(De «Los Gauchos Judíos» por Alberto Gerchunoff)
Era en los primeros tiempos de la colonia. Los judíos de Entre Ríos conocían poco del lugar, y sus ideas sobre las costumbres del país eran en extremo confusas. Admiraban al gaucho y lo temían, envolviendo su vida en una vaga leyenda de heroísmo y de barbarie. Lo creían peligroso e irascible.
Las fábulas de sangre y de bravura, interpretadas mal por los nuevos campesinos, contribuyeron a fomentar el concepto que tenían sobre el paisano. Resultaba para el judío de Polonia o de Besarabia, el bandido romántico, feroz y caballeresco, como un héroe de Schummer, cuyas aventuras leían las muchachas obreras, al regresar del taller, en Odessa, o al terminar las tareas en la colonia…
Así, en la sinagoga, que funcionaba en tal o cual rancho de Rajil, jóvenes y viejos discutían cosas relacionadas con la Argentina. El entusiasmo de vida libre, soñada en los días amargos de Rusia, aún no se había amenguado. Un amor fervoroso al suelo todavía desconocido rebosaba en todas las almas.
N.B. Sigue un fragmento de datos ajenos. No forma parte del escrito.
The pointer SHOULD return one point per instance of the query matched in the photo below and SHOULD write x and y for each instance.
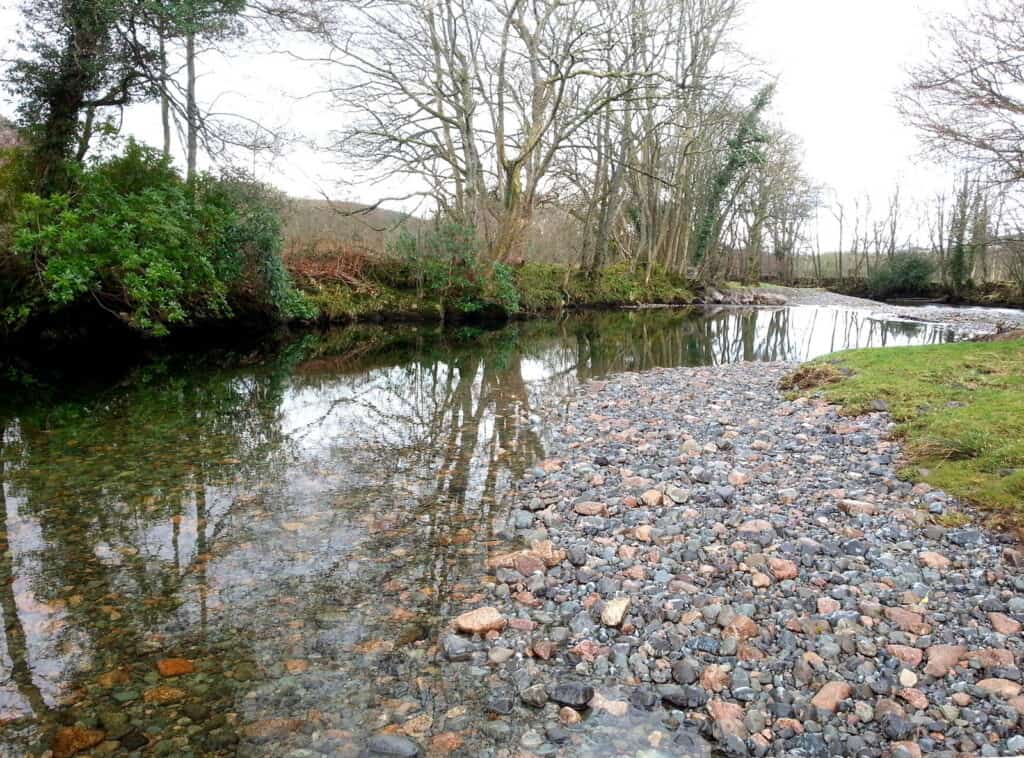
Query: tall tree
(77, 55)
(968, 99)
Por los alrededores de Rajil, los arados abrían alegremente la tierra y la esperanza unánime no desfallecía en los corazones sencillos de los chacareros. Los sábados, hasta el mediodía y al atardecer, recordaban frente a la puerta de la sinagoga y no lejos del corral, las penurias antiguas, los episodios del éxodo, como si la emigración del imperio moscovita fuera la bíblica huida historiada en las noches de Pascua.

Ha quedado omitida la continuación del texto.